Handle-ties have two reasons:
- Joint trip. This is relevant if a safety problem that causes one trip, would also require the other side be tripped. It's not applicable to multi-wire branch circuits (MWBC), for instance. In this case it is not applicable to dual 240V heater elements as that machine is designed.
- Common maintenance shut-off. Appropriate when we want to design the system so a worker de-energizing equipment is forced to turn it all off. This is required for MWBCs, for instance. It's not really relevant here, since it's readily obvious to any competent person that the heater is powered by 2-3 circuits, so he's going to make sure he shuts them all off.
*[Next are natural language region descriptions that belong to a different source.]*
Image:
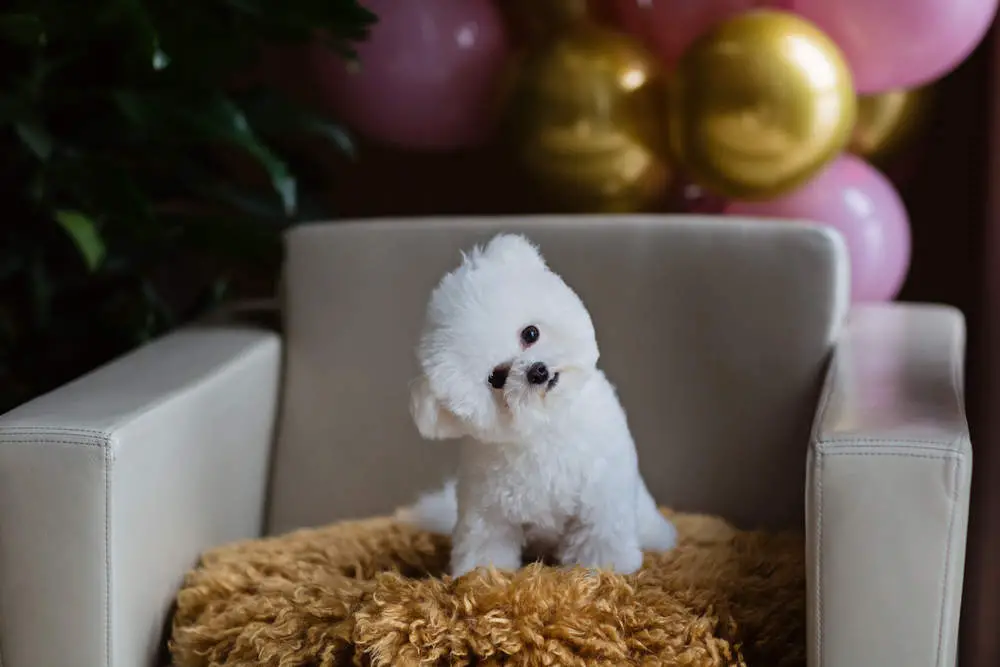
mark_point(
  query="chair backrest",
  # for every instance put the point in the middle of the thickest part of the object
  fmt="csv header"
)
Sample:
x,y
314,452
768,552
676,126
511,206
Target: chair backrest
x,y
716,332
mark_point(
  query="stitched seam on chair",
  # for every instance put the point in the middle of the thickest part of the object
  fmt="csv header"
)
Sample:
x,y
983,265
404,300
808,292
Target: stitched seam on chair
x,y
820,653
957,360
958,458
947,562
935,445
21,430
104,443
944,456
109,461
35,441
829,386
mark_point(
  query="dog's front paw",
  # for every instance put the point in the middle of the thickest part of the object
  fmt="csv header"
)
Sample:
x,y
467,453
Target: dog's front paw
x,y
659,534
604,553
494,546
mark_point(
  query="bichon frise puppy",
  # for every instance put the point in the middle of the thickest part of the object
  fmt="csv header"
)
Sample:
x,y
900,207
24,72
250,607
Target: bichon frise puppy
x,y
509,361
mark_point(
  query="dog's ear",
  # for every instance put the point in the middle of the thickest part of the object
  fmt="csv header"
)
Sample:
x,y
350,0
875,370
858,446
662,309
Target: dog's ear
x,y
433,420
514,248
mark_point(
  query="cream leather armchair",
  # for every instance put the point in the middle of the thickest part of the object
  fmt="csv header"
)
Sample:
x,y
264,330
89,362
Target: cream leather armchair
x,y
753,391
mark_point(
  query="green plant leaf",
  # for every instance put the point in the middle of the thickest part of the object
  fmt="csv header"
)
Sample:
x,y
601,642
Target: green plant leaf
x,y
22,28
35,138
233,124
272,113
83,231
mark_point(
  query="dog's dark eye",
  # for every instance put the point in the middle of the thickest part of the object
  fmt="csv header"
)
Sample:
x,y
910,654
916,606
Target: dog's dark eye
x,y
498,378
529,335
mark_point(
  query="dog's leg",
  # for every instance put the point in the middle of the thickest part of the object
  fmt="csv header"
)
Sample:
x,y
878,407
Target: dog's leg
x,y
483,542
656,532
603,537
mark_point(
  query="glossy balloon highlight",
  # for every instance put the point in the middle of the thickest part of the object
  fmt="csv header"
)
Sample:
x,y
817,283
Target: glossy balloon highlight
x,y
585,117
759,104
892,44
855,199
426,79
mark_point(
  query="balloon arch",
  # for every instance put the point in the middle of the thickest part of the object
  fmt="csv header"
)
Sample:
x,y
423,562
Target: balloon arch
x,y
776,108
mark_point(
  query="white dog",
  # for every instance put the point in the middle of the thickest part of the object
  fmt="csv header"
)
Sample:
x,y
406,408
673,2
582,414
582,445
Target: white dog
x,y
509,359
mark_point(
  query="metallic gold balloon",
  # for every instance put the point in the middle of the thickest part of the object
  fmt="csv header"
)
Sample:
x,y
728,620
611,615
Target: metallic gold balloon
x,y
759,104
584,117
888,122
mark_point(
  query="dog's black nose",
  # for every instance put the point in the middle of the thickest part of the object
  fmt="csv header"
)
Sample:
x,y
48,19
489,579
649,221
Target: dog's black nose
x,y
538,373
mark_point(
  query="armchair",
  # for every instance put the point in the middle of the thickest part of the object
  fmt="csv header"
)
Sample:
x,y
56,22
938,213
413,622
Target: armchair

In this case, neither instance applies, so handle ties between the 2-pole breakers are not warranted. Beware: the tripping half-breaker may not have the physical muscle to trip three additional half-breakers. So you don't do something like that without affirming the device is listed to do exactly that. Otherwise you violate the rule on using items only as listed (tested).
Using both grounds is a matter of why not, since it's already in the 8/2 cable. If it was connected via plastic conduit, that wouldn't apply.
In steel conduit, the conduit is the ground and no further grounds are required; you can run a ground of any size if you're really into belt-and-suspenders. I'm sorry, I made that sound weird. I would do that.